Governments and private partners have come together to secure lithium resources and it is being treated as a future source of energy. For example, Japan has forged an alliance with Bolivia, Toyota, Magna International and Mitsubishi have also come together to safeguard this crucial commodity. These partnerships are crucial as they create a strong foothold in the supply chain to increase stakeholders, eliminate competition and control price fluctuations.

The Need for Recycling
Recycling companies are looking at how lithium batteries can be reused or how the batteries can be recycled after reaching their end of life. However, recycling the whole battery does not make economic sense as they only contain small amounts of lithium carbonate. The average lithium cost associated with the production of a Li-ion battery is 3 percent. Recycling of Li-ion batteries is valuable due to precious metals such as nickel and cobalt than are more priced than lithium. Lithium-ion is 100 percent recyclable but due to current economics, it does not make sense to recycle it.

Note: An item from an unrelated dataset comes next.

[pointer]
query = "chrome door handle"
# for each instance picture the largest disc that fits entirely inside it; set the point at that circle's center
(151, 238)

The cost of recycling lithium is higher than producing it. This field is also not highly competitive but due to the high number of the expected EVs in the market, recycling will become an important option to supply this material for battery production.
Closed loop recycling, where the recycled stuff is sold back to OEMs will help mitigate price fluctuations of metals and other compounds. EV battery recycling will be an important part of the value chain in the future when more EV batteries will come through the waste stream.

Recycling Li-ion Battery Challenges
The business of recycling batteries is driven by price as the same technology is used across the board. Price in a competitive environment cuts profitability for a recycling company.  The only viable option is setting up small scale recycling plants closer to the manufacturers.
This is an unexplored avenue and not a lot is known on profitability of the business. Financial investments are, therefore, required by the market participants to come up with waste disposal services.
The lithium recycling business is in its infancy stage and there is no recycling plant anywhere in the world that deals with Li-ion batteries only but evaluations are on-going. Recycling Li-ion batteries will be the main source of the supply of lithium. Any price fluctuation of lithium will impact the price of the car and recycling will be the only cushion against geo-political factors or other barriers that would cause the cost of the EV to go up.